Semaya smiled, faintly. “It does not require the cleansing ceremony, no. To mix the houses, to mix the minds of the five phases, is impure in the karan.” That was what parren called the great, collected lore of relationships between the houses. Even today there were great monasteries devoted to its study.
“So for a leader to mix with aliens is not unclean,” Lisbeth said drily. “But for him to mix with House Fortitude is?”
Semaya gave her a sideways look. “Humanity was once so divided. It took near-genocide to unite those of you who remained, and make you one. These ways of ours are not truly so strange, it is rather that humans have forgotten who they once were.” And Lisbeth found that she could not think of anything to say to that.
Then she caught sight of Gesul, moving past Tobenrah’s advisors to kneel beside his ruler on the matting, and murmur, and indicate to Semaya. Tobenrah looked, with that displeased glare of powerful parren, as the yural filed from the room, and kept any hint of an opinion from their faces. Tobenrah gave an order, which two more officials repeated in loud unison, and clapped their hands. To Lisbeth’s surprise, everyone else began to follow the yural from the room.
Places were presented on the mat before the Harmony lord, and Lisbeth went with Semaya to kneel, heart beating a little faster now, in what was surely not a safe situation. Tobenrah was a powerful man put in a dangerous situation. Such men could see lives ended with a command, and desperate circumstances would make those commands more likely. Once knelt, Lisbeth gazed at the matting just before Tobenrah’s robed knees. Parren did not require a deep bow, considering posture too important. Lisbeth concentrated on hers… a losing battle, as she could never match the grace of a willow like Semaya.
Gesul took his place at Tobenrah’s left. Lisbeth risked a glance at several advisors who remained, standing against the rear wall. They did not seem pleased.
“Lisbeth Debogande,” said Tobenrah. “You have returned.” You did not rejoin your brother, he meant. Lisbeth had g
ained the impression that some parren expected her to, at the first opportunity.
“Tobenrah-sa. I serve Gesul.” Tobenrah stared at her, as though in some offence. Against the wall, advisors shifted, as though unsettled. Lisbeth wondered if she’d said the wrong thing. A glance at Gesul showed only his eyes within hood and veil, calm and blue.
“Your brother,” said Tobenrah. “What does he say?”
“Tobenrah-sa, Phoenix will fight with you against all enemies, if her single condition is granted.”
“What condition?”
“That House Harmony will join with Phoenix in formal alliance against the deepynines and the alo.”
One of the advisors did not like that, and spoke out of turn. “Phoenix is a single ship,” Lisbeth’s earpiece translated. “She has no allegiance to humanity, her own people have cast her out. An entire house cannot make allegiance with a single ship.” His voice conveyed scorn, unmistakable even in an alien tongue.
“This is not an alliance of equals,” Lisbeth explained, trying to keep her breathing calm.

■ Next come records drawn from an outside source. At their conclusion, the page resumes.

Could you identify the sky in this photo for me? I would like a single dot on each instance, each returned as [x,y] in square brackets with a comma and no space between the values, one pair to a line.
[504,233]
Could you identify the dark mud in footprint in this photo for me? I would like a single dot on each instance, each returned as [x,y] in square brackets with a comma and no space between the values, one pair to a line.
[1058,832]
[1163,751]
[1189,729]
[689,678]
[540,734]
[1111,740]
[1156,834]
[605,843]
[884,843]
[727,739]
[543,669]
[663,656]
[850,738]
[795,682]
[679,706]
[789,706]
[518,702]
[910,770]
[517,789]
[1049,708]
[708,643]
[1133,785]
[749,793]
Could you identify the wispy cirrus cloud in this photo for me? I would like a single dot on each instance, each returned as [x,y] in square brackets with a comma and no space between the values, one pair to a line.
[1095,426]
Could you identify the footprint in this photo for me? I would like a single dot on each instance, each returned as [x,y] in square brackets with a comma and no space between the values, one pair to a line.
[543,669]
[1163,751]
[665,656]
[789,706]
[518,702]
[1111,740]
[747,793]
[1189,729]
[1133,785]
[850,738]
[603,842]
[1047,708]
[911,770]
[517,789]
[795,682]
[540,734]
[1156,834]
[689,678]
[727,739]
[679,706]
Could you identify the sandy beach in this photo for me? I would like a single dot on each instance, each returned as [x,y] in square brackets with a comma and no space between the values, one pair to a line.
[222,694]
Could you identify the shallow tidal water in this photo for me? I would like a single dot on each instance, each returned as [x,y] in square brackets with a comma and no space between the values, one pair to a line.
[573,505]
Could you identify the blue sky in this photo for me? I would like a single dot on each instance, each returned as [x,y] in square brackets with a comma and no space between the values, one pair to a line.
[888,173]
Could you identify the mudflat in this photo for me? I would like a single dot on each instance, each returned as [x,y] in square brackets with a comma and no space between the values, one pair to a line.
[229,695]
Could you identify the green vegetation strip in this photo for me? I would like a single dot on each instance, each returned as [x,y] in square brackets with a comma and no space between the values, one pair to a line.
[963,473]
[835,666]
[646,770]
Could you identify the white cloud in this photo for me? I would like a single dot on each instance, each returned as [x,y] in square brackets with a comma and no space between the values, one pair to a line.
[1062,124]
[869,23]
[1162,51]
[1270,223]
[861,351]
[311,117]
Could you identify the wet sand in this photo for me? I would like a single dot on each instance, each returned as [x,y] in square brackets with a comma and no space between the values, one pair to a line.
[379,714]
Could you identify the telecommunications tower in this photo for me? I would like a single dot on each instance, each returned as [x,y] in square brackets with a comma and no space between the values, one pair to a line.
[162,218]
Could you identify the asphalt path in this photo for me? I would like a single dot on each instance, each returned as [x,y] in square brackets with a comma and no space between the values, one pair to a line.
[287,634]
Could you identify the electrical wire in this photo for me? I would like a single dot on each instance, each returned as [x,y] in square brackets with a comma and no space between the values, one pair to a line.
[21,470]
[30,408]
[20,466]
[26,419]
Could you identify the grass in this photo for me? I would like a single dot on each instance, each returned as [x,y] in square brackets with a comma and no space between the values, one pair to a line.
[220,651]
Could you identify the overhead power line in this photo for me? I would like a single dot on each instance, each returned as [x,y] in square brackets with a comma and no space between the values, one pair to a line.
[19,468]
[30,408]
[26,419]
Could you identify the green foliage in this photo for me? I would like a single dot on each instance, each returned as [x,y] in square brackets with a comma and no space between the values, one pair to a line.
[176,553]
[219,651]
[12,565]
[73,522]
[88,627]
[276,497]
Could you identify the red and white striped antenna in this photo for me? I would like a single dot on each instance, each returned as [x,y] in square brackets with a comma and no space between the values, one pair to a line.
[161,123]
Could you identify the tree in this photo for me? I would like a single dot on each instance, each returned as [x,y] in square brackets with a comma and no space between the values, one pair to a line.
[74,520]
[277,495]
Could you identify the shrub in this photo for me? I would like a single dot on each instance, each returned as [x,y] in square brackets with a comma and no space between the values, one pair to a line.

Perhaps it was too late, and she’d screwed this up already with awkward phrasing. “Phoenix merely requests that the steps be taken against the deepynines and alo beyond any present action. That House Harmony will not simply deal with this current incursion, and then retreat. This is an ongoing threat, Tobenrah-sa, of the gravest kind. All of the Spiral’s people need to unite to protect themselves from this threat. Phoenix asks merely that you agree, and if so, Phoenix promises to be your strongest ally in this struggle.”